Don’t Let Your Tool Get You in Trouble

Don’t Let Your Tool Get You in Trouble

Don’t let your tool get you in trouble. Athletes like to use tools to enhance performance. Whether it’s a heart rate monitor, pull buoy, or base building, all tools can get you in trouble if not used appropriately. When the tool becomes a crutch, when we can only “perform” while using the tool, it becomes a bandaid rather than performance enhancer.

Take the pull buoy for example. A lot of triathlete swimmers throw the pull buoy between their legs every their endurance is tested. The problem is, this makes the tool a bandaid. Swimmers using a tool just to get through the workout aren’t preparing themselves to use their whole body to swim (see:Triathletes Introduce Your Feet to Your Body ).
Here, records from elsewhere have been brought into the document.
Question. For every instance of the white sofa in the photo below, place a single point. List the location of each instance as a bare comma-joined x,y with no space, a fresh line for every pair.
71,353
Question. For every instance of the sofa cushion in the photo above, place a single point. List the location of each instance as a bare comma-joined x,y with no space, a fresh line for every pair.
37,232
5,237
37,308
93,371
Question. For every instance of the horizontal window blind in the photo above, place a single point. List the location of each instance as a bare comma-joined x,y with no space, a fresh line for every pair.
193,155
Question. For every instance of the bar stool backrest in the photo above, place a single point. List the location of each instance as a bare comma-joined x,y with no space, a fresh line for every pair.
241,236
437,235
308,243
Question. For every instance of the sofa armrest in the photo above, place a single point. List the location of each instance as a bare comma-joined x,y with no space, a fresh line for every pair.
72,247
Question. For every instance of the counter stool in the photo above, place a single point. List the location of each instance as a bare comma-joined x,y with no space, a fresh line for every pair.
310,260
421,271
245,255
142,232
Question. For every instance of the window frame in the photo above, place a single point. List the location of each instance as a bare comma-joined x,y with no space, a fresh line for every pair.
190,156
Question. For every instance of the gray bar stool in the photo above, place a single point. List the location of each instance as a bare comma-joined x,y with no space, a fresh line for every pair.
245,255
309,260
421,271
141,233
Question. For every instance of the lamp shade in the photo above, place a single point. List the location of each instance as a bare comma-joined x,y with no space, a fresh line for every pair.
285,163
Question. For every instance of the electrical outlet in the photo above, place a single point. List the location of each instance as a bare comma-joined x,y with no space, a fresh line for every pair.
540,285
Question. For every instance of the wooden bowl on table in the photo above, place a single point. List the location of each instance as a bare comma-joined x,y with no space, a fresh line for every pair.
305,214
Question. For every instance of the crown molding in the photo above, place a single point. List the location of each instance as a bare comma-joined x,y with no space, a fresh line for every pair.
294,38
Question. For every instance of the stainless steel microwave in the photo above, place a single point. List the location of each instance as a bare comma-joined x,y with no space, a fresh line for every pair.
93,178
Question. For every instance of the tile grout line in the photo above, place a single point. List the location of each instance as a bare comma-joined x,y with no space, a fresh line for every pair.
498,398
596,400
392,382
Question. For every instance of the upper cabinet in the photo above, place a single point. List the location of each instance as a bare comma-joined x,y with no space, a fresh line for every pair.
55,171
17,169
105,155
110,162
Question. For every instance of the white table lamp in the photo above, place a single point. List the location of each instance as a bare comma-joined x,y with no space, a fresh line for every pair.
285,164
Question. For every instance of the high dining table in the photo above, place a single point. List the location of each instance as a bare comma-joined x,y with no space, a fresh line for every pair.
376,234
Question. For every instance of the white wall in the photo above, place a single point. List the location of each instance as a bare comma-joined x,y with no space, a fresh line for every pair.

Heart rate monitors (HRM) are a great way to track cardiac output and approximate your workload. Athletes using HRM often see it as an exact science for training. In reality, HRM can’t account for every change in your body. Dehydration is a good example of this tool getting you in trouble. Dehydration means less blood volume. Your heart then works harder to get oxygen rich blood to your muscles because. The HRM reads higher numbers because your ticker is working harder. While your heart is working harder to deliver blood, the body’s workload hasn’t increased. Don’t let your tool for tracking workload get you in trouble.

Base training is another tool for training. Aerobic base is critical to athletic success. Remember that long, slower training has an opportunity cost of faster, interval training. There’s a time and a place for everything.

Understand your tools. Know your tools are all pieces of the puzzle. Performance enhancing tools should be used but not depended upon.  Limiting yourself to one performance enhancing technique, or tool, will get you in trouble. Learn the right tool for the job. Understand how tools promote performance. Play with different tools at different times to figure out which ones work for you. What tools do you use to up your performance?  What tools may be getting you in trouble?

Tools need to have a purpose and only be used as a tool, not a band- aid.